THE later foreign investment in Clyde shipyards also led to a few Diary stories. We were told about a boilermaker in the Govan yard during the brief time it was owned by Kvaerner of Norway. One day he was walking across the yard when they were accosted by a large Norwegian manager, who asked them, 'Can't you walk any faster?'. Look pal, this is a biler suit am wearing – no a track suit,' replied the boilermaker.”

And during pay negotiations at the old John Brown's yard, a shop steward declared: "Ah've tellt ye ... nae mair moolah, the bears are oot!" An American executive turned to a local colleague for elucidation, only to be told: "Basically, he's sayin' the ba's on the slates.”

Oh Danny boy

NICKNAMES in the yards were legion. We have only room for one – in Yarrow's one engineer foreman was called Danny Kaye.
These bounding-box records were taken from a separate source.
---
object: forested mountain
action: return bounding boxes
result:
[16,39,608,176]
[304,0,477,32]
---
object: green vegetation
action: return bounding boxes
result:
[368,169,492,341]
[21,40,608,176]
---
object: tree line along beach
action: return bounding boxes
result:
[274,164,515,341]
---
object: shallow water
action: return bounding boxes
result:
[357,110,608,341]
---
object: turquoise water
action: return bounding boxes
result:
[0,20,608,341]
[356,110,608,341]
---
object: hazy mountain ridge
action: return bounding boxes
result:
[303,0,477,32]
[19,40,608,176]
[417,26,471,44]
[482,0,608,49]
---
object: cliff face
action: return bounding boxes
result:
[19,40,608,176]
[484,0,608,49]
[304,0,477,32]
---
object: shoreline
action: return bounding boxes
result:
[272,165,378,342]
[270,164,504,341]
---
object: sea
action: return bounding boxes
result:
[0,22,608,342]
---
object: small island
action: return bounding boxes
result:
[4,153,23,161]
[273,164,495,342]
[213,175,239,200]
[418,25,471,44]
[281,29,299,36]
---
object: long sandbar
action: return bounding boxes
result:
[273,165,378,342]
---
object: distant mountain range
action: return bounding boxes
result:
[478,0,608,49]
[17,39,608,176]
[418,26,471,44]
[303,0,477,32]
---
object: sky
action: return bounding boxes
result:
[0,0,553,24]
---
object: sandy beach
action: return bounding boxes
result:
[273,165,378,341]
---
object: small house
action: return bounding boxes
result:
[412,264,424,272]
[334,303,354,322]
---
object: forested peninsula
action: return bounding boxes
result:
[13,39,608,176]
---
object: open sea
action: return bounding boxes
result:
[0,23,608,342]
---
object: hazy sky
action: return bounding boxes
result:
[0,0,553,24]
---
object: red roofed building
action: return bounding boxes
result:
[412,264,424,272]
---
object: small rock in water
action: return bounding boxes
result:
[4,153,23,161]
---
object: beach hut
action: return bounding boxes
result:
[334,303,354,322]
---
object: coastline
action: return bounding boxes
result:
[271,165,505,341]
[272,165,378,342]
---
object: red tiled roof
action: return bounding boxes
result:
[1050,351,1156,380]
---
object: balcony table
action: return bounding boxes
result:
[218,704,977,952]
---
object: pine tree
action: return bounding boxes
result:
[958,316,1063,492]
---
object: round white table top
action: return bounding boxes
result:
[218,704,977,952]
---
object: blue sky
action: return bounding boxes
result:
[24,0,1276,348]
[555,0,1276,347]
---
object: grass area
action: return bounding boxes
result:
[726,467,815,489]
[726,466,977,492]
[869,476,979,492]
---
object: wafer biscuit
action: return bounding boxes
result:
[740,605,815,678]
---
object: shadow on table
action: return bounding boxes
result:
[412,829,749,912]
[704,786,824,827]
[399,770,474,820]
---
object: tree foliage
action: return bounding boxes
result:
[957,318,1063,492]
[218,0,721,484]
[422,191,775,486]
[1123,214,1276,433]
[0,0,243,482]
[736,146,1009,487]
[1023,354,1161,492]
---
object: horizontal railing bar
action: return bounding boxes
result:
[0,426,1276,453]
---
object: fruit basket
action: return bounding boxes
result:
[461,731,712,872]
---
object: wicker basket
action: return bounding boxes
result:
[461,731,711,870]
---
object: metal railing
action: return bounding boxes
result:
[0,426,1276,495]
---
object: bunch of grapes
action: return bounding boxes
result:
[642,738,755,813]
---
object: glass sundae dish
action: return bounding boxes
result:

It was because his response to being asked anything mildly out of the ordinary was, 'Ah canny dae that'."

Bowled over

A STORY from management as Sandy Stephen, the last managing director of famous Clyde shipyard Stephen of Linthouse, told of HMS Kenya being commissioned during the war and the ship manager, Sanny Brown, losing his bowler hat while having a good refreshment at the farewell party in the wardroom. Sandy said the bowler hung in the wardroom for years and became dishevelled. When the ship returned to the Clyde the officers organised another party, invited Sanny, and yet again he was helped home a second time minus his bowler hat.

Dragged up

TOO macho the shipyards? We end therefore with a story from travel writer Patrick Richardson's autobiography where he wrote: "I went with a friend to a pub in Edinburgh's Portobello Road where she picked up a man and I picked up a sexy-looking, reddish-haired young woman. We took them back to a friend's flat where I was mortified to discover 'she' was a Glaswegian shipyard welder in drag.”